Partiendo de estos estudios y los demás peritajes de los que hace parte el expediente, la Corte consideró que tanto la firma demandada como el Tribunal de Cartagena “yerran al aseverar que un daño ambiental como el que resulta por el vertimiento de un pesticida en un cuerpo de agua es un simple ‘incidente’ que solo produce efectos inmediatos representados en la muerte de algunos peces, pero no trasciende en el entorno natural aledaño, ni tampoco en el tiempo”.
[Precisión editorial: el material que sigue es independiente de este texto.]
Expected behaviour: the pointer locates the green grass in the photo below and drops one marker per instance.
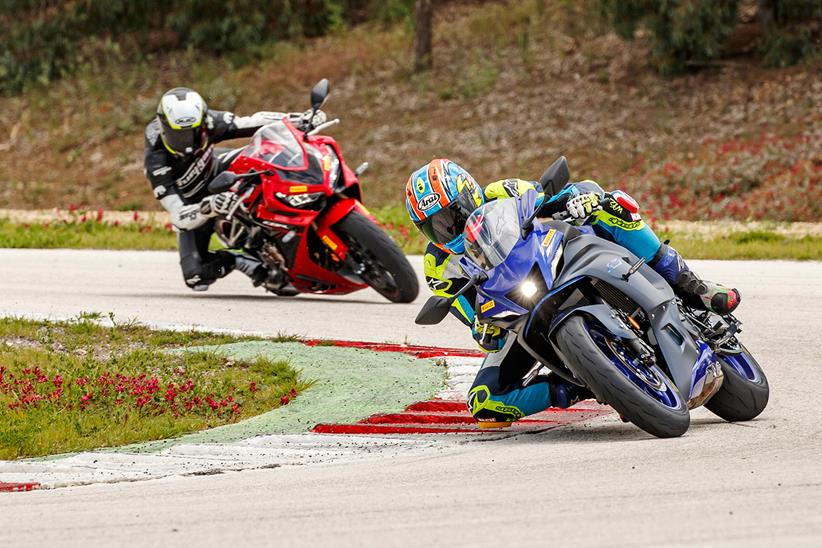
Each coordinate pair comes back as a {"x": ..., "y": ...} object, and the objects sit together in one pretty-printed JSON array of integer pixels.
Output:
[
  {"x": 753, "y": 244},
  {"x": 78, "y": 385}
]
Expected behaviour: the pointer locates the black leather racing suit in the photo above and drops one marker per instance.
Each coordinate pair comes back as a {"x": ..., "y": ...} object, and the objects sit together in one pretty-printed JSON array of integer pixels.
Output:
[{"x": 181, "y": 181}]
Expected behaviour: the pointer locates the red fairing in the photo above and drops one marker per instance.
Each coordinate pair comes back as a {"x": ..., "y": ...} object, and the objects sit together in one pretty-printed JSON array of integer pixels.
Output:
[
  {"x": 309, "y": 190},
  {"x": 626, "y": 201}
]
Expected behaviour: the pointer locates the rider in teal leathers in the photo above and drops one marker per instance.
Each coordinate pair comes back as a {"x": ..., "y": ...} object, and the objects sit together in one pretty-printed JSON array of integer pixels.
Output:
[{"x": 441, "y": 195}]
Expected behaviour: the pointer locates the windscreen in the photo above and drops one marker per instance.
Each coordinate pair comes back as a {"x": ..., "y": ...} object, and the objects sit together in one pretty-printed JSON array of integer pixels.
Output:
[
  {"x": 277, "y": 145},
  {"x": 491, "y": 233}
]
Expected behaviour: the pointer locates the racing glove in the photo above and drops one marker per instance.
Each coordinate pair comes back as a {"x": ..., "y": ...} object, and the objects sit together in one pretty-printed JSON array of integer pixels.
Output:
[
  {"x": 218, "y": 204},
  {"x": 580, "y": 207},
  {"x": 490, "y": 338}
]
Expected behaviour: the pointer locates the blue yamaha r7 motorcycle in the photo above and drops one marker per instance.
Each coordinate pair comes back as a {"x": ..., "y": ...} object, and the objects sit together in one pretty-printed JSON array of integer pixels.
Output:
[{"x": 596, "y": 315}]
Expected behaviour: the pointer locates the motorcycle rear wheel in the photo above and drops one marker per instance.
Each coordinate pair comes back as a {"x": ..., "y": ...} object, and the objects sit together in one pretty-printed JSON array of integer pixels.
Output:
[
  {"x": 387, "y": 270},
  {"x": 744, "y": 392},
  {"x": 608, "y": 369}
]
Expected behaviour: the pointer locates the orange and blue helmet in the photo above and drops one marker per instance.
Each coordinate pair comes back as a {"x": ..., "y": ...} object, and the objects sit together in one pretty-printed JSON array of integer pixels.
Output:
[{"x": 439, "y": 197}]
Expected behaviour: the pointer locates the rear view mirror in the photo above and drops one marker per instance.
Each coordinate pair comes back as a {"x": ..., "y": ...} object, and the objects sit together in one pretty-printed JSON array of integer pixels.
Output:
[
  {"x": 433, "y": 311},
  {"x": 319, "y": 93},
  {"x": 222, "y": 182},
  {"x": 555, "y": 177}
]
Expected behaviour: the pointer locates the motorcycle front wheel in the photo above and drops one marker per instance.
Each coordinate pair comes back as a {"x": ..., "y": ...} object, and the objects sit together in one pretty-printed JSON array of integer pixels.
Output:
[
  {"x": 384, "y": 266},
  {"x": 642, "y": 394}
]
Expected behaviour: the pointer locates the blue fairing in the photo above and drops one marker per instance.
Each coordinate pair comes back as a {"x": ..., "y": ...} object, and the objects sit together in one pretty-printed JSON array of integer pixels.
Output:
[
  {"x": 538, "y": 248},
  {"x": 705, "y": 360},
  {"x": 589, "y": 257}
]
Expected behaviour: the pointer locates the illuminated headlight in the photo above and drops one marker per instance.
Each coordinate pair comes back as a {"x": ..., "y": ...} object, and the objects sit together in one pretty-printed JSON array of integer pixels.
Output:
[
  {"x": 334, "y": 171},
  {"x": 528, "y": 289},
  {"x": 299, "y": 200}
]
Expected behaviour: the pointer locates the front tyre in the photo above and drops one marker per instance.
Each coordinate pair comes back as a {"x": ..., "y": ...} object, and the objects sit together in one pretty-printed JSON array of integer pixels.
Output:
[
  {"x": 643, "y": 395},
  {"x": 744, "y": 392},
  {"x": 385, "y": 267}
]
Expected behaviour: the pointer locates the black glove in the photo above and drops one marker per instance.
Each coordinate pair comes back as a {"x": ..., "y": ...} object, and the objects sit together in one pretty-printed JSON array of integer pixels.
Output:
[{"x": 218, "y": 204}]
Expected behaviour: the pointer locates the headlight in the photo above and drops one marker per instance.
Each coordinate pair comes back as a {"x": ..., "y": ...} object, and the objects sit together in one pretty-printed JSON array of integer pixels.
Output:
[
  {"x": 528, "y": 289},
  {"x": 299, "y": 200},
  {"x": 334, "y": 171}
]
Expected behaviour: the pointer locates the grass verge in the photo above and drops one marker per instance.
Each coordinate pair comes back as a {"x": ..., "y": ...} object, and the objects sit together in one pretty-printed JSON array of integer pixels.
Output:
[
  {"x": 756, "y": 243},
  {"x": 77, "y": 385}
]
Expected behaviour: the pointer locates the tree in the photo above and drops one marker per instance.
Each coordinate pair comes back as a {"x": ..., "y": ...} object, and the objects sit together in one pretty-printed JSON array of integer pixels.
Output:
[{"x": 423, "y": 15}]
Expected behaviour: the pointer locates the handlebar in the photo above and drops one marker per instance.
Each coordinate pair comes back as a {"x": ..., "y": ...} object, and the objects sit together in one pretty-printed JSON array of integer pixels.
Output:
[
  {"x": 322, "y": 126},
  {"x": 565, "y": 216}
]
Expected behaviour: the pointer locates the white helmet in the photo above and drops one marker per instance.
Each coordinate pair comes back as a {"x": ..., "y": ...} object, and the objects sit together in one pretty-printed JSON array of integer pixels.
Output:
[{"x": 181, "y": 113}]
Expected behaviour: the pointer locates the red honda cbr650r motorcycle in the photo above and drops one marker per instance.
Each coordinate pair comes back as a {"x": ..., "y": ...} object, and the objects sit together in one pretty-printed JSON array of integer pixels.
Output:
[{"x": 301, "y": 213}]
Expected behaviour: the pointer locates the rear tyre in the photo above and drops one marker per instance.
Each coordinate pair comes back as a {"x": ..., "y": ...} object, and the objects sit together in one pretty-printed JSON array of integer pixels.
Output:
[
  {"x": 643, "y": 395},
  {"x": 744, "y": 392},
  {"x": 387, "y": 270}
]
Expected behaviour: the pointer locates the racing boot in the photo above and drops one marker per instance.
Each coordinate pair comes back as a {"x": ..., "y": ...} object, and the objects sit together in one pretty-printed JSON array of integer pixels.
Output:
[
  {"x": 564, "y": 394},
  {"x": 694, "y": 292},
  {"x": 200, "y": 276}
]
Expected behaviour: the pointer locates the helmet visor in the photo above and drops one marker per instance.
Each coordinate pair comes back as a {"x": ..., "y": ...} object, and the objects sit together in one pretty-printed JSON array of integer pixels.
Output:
[
  {"x": 449, "y": 222},
  {"x": 183, "y": 141}
]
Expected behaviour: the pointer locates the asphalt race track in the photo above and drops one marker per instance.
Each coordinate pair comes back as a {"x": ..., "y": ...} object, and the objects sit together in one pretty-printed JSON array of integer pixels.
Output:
[{"x": 598, "y": 482}]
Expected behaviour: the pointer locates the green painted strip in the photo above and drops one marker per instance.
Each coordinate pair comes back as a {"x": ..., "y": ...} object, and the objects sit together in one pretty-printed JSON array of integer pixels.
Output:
[{"x": 351, "y": 384}]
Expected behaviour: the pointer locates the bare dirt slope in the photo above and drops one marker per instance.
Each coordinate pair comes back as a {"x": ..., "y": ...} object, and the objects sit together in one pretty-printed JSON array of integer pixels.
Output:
[{"x": 511, "y": 90}]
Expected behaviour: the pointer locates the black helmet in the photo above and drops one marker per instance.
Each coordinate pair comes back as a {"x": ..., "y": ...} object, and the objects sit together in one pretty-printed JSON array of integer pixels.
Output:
[{"x": 181, "y": 113}]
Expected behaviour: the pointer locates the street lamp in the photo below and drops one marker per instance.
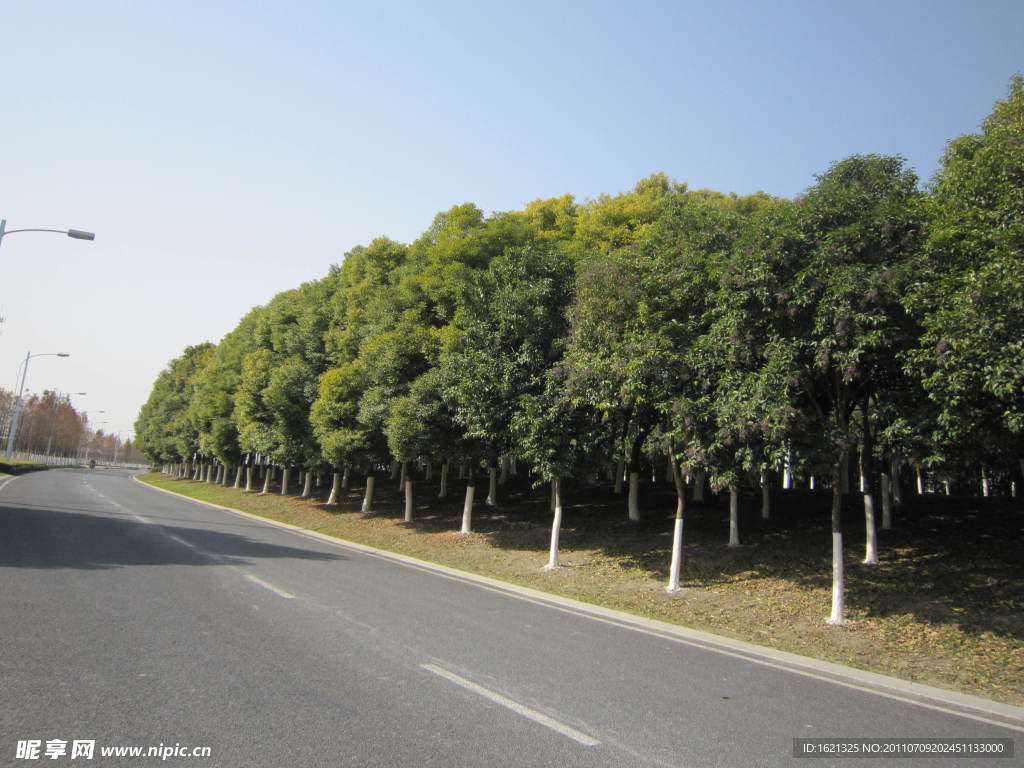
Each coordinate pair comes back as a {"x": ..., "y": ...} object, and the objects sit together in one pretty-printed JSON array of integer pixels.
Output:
[
  {"x": 16, "y": 414},
  {"x": 76, "y": 233}
]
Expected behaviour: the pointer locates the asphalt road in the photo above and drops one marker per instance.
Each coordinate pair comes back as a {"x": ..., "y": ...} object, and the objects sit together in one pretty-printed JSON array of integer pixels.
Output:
[{"x": 133, "y": 617}]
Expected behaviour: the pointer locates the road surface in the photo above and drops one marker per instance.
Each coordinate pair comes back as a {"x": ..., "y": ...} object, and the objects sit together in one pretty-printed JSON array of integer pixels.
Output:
[{"x": 132, "y": 617}]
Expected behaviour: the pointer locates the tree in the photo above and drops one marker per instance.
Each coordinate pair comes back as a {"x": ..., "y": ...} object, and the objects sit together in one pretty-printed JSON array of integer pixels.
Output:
[
  {"x": 163, "y": 431},
  {"x": 970, "y": 295},
  {"x": 835, "y": 271},
  {"x": 511, "y": 323}
]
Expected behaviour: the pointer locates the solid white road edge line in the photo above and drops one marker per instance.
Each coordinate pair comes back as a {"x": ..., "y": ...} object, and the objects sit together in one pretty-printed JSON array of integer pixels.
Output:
[
  {"x": 517, "y": 708},
  {"x": 927, "y": 696}
]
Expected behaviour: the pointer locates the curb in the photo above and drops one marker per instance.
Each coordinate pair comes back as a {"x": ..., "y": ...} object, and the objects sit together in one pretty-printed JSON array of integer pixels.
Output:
[{"x": 950, "y": 701}]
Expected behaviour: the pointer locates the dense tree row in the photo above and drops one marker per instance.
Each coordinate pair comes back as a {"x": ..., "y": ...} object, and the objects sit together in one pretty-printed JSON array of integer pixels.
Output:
[{"x": 867, "y": 329}]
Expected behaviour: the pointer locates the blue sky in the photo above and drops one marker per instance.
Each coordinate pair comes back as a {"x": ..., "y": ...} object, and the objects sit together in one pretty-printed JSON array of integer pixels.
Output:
[{"x": 223, "y": 152}]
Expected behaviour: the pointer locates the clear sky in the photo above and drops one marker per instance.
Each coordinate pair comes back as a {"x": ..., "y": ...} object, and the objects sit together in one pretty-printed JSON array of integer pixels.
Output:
[{"x": 223, "y": 152}]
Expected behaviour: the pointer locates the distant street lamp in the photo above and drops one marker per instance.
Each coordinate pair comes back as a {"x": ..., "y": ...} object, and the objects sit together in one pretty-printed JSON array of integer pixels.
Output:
[
  {"x": 76, "y": 233},
  {"x": 16, "y": 414}
]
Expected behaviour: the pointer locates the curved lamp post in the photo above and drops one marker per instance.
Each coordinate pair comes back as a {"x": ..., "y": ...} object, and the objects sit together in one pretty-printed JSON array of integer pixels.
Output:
[
  {"x": 76, "y": 233},
  {"x": 16, "y": 414}
]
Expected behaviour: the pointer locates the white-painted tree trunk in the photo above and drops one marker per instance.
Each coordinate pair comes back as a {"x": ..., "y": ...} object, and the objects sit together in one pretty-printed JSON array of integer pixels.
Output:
[
  {"x": 765, "y": 496},
  {"x": 677, "y": 529},
  {"x": 896, "y": 488},
  {"x": 887, "y": 503},
  {"x": 870, "y": 536},
  {"x": 443, "y": 488},
  {"x": 733, "y": 515},
  {"x": 698, "y": 484},
  {"x": 838, "y": 611},
  {"x": 368, "y": 497},
  {"x": 467, "y": 510},
  {"x": 332, "y": 500},
  {"x": 556, "y": 523},
  {"x": 492, "y": 500},
  {"x": 633, "y": 509}
]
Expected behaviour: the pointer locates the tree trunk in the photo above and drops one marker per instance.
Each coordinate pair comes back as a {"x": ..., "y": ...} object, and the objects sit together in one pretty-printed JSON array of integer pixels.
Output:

Así las cosas, La Corte dejó en firme la sentencia del Juzgado y desestimó lo resuelto por el Tribunal. Pero, además, en la providencia se le ordena a la firma que debe pedir perdón a los pescadores de la zona en un acto público donde reconozca las fallas humanas e institucionales que provocaron el derrame de 1989.

La decisión también pide que se investigue al Juez Cuarto, “cuyo despacho demoró más de dos décadas para proferir el fallo”, por lo que a consideración del alto tribunal afectó la resolución oportuna y eficiente de la demanda.